From burritos to biotech: How robotics startup Cartken found its AV niche
Cartken and its diminutive sidewalk delivery robots first rolled into the world with a narrow charter: carrying everything from burritos and bento boxes to pizza and pad thai that last mile to hungry customers.
But the vision — thanks to the startup’s approach to autonomous vehicle technology — was always broader, according to Cartken co-founder and CEO Christian Bersch. From its earliest days, Bersch and the rest of the founding team saw an opportunity for its robots to navigate the outdoor environment of pedestrian-filled sidewalks and the indoor world of factories, labs, industrial buildings and even airports.
The ability for a robot to move between indoors and outdoors seems simple enough.

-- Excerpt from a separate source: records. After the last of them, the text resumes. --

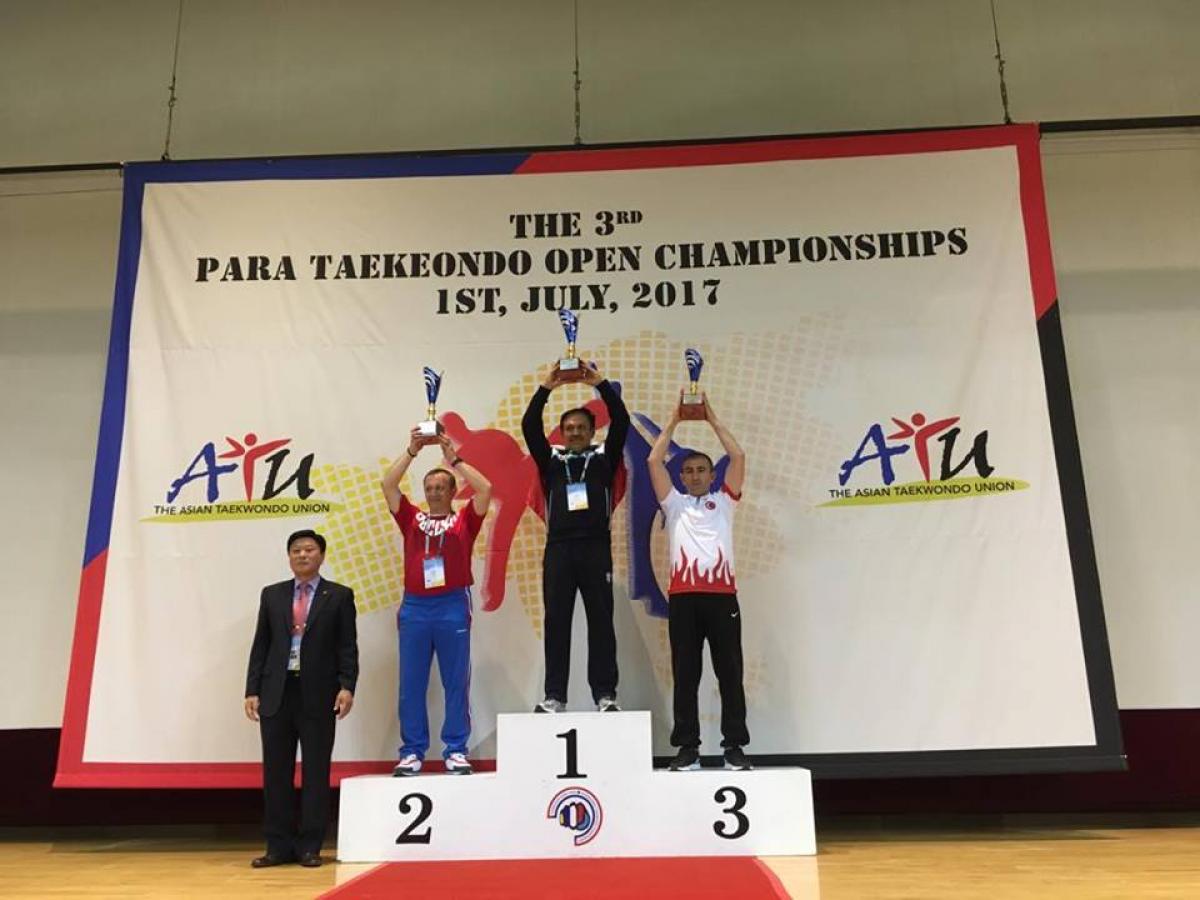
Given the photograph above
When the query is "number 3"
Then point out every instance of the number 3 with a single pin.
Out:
(733, 809)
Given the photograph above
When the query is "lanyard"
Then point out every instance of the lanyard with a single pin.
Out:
(442, 537)
(567, 465)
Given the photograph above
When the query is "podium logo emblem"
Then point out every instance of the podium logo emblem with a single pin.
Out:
(577, 810)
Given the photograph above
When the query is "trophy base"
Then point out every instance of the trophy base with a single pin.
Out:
(693, 408)
(570, 369)
(429, 432)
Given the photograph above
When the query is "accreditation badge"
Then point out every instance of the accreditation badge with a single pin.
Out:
(576, 497)
(435, 571)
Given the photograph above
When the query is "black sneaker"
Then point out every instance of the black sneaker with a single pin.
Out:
(687, 760)
(736, 760)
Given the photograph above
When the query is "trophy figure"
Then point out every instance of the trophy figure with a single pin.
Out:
(691, 403)
(431, 427)
(570, 367)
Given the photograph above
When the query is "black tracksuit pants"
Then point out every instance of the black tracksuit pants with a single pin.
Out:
(281, 732)
(691, 619)
(582, 565)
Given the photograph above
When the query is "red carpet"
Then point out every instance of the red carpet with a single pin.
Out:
(657, 879)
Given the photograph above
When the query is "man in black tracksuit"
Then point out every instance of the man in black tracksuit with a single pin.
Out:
(577, 481)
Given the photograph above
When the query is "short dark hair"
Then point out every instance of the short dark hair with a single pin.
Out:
(307, 533)
(439, 471)
(579, 411)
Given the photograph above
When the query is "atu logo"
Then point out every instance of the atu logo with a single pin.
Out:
(577, 810)
(919, 436)
(283, 492)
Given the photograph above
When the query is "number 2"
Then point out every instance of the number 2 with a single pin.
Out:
(407, 835)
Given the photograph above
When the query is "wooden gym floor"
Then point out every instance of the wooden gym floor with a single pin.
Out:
(882, 858)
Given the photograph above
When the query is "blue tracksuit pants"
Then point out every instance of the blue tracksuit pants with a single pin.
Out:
(435, 624)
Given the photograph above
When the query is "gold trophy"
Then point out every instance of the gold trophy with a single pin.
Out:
(431, 427)
(691, 403)
(570, 367)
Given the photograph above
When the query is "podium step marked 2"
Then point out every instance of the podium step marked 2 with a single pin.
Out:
(576, 785)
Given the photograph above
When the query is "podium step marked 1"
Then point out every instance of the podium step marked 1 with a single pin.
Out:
(576, 785)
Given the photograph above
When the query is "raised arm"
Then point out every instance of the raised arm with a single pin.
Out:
(736, 474)
(658, 459)
(473, 477)
(532, 425)
(391, 480)
(618, 415)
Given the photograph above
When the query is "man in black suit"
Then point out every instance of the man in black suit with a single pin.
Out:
(304, 664)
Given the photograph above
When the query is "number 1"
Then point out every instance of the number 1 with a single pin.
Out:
(573, 761)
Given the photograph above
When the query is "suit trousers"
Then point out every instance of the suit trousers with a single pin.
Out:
(691, 619)
(281, 733)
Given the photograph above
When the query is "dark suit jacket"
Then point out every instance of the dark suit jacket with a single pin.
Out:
(329, 653)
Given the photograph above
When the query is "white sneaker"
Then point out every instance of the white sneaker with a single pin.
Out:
(408, 765)
(457, 765)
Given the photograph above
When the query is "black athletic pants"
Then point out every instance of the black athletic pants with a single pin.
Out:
(583, 565)
(691, 619)
(280, 736)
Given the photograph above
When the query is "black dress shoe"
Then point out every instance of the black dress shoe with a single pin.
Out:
(267, 861)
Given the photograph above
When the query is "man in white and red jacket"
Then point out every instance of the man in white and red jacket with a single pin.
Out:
(702, 594)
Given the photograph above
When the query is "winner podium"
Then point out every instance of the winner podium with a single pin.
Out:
(576, 785)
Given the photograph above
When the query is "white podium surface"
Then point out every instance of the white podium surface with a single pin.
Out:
(576, 785)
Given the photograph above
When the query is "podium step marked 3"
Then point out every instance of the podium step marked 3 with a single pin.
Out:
(576, 785)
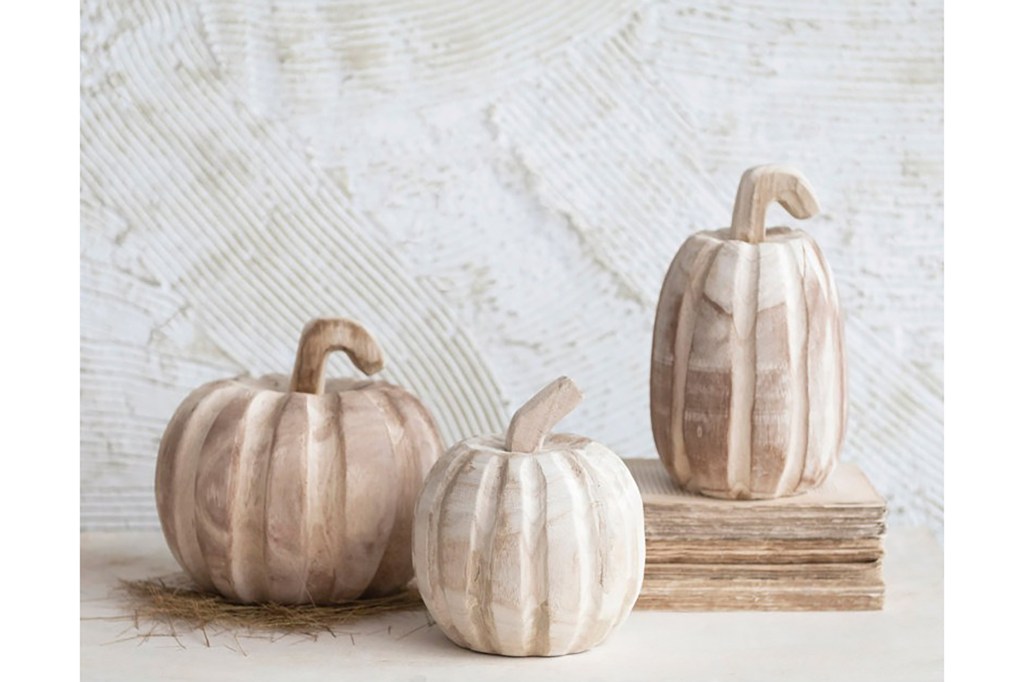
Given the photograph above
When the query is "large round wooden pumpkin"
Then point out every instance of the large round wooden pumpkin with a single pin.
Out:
(529, 545)
(748, 379)
(297, 491)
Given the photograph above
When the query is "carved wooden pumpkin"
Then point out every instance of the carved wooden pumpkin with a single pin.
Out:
(748, 379)
(529, 545)
(300, 492)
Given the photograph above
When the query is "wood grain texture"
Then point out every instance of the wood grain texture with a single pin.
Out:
(536, 552)
(267, 492)
(748, 376)
(246, 167)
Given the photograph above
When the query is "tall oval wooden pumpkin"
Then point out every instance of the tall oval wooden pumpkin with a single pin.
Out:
(529, 544)
(301, 491)
(748, 379)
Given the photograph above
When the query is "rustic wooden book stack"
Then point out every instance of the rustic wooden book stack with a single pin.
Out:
(813, 552)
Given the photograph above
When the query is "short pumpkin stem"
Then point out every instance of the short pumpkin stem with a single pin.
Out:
(760, 186)
(321, 338)
(531, 423)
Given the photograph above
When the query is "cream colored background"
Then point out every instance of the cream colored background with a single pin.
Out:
(495, 188)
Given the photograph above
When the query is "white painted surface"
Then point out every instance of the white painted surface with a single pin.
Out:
(495, 189)
(901, 642)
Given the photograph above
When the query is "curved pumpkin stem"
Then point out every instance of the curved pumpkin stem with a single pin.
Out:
(324, 336)
(539, 415)
(760, 186)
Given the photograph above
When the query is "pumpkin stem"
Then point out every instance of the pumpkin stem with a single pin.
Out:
(324, 336)
(760, 186)
(536, 418)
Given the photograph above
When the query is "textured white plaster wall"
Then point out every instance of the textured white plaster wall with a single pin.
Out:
(495, 189)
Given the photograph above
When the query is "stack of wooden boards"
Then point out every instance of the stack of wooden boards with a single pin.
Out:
(813, 552)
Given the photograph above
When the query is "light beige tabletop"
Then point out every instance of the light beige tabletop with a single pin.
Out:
(901, 642)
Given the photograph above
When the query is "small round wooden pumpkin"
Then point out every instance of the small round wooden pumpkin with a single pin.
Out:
(298, 492)
(529, 545)
(748, 379)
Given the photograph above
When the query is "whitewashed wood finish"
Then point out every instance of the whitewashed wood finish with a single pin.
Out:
(244, 166)
(529, 553)
(301, 491)
(748, 378)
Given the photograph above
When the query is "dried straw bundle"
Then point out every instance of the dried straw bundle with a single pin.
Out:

And yet, Bersch says it’s not. It’s here that Cartken and its 30-person team is carving out a niche in the ever-evolving autonomous vehicle industry.
Investors appear sold on the possibilities. Cartken has raised $22.5 million in aggregate with $10 million in its latest funding round led by 468 Capital, TechCrunch has exclusively learned. Incubate Fund, deep tech and AI funds LDV Partners and Vela Partners as well as strategic funds from Magna International, Mitsubishi Electric, Shell Ventures and Volex also participated.
The startup, founded in 2019 by former Google engineers behind the Bookbot project, operates a sidewalk delivery bot business on various college campuses in Miami, Fairfax, Virginia and Tokyo through partnerships with Uber Eats, Grubhub and Mitsubishi Electric. Cartken robots average 36,000 deliveries per month.
Now, it’s bringing the bots inside biotech, pharmaceutical and automotive campuses, including a factory operated by Germany-based ZF. Some of that newly raised capital will be used to scale its more mature sidewalk delivery bot business, which Bersch said is profitable today. The bulk of the funds will be used to “unlock these new (indoor) use cases,” he added.
Cartken co-founder and COO Anjali Jindal Naik noted in a recent interview that they were surprised by the number of companies that have approached the startup in search of robots that can move between indoor and outdoor environments.
“They’ve looked for other solutions, especially ones that go indoor and outdoor, and weren’t really finding them,” she added.
Cartken uses what it describes as a hardware agnostic AI-first approach to autonomy. What that means is a self-driving system that uses a camera-based system — no lidar — that uses AI models, trained on hundreds of thousands of images, to detect objects, as well as software algorithms to perceive and navigate the environment. Unlike some other outdoor robots used for delivery, Cartken isn’t reliant on GPS, allowing it to operate indoors. And the robots are made to handle sunlight and rain, pedestrians and uneven ground, all the requirements needed to handle outdoor environments. The self-driving system can also be transferred to different robot form factors and sizes.
The technology is much closer to what you would have in self-driving cars than what you would have in a traditional factory robot, according to Bersch.
In practice, the robots at the ZF factory carry parts that a human technician would previously shuttle via bicycle to other parts of the vast campus.
“That was time lost at the line, Bersch said, noting that it has translated to immediate savings. In 2023, Cartken robots operating at labs and factories in the biotech, pharmaceutical, chemical and automotive sectors saved employees more than 10,000 hours in transportation, according to the company.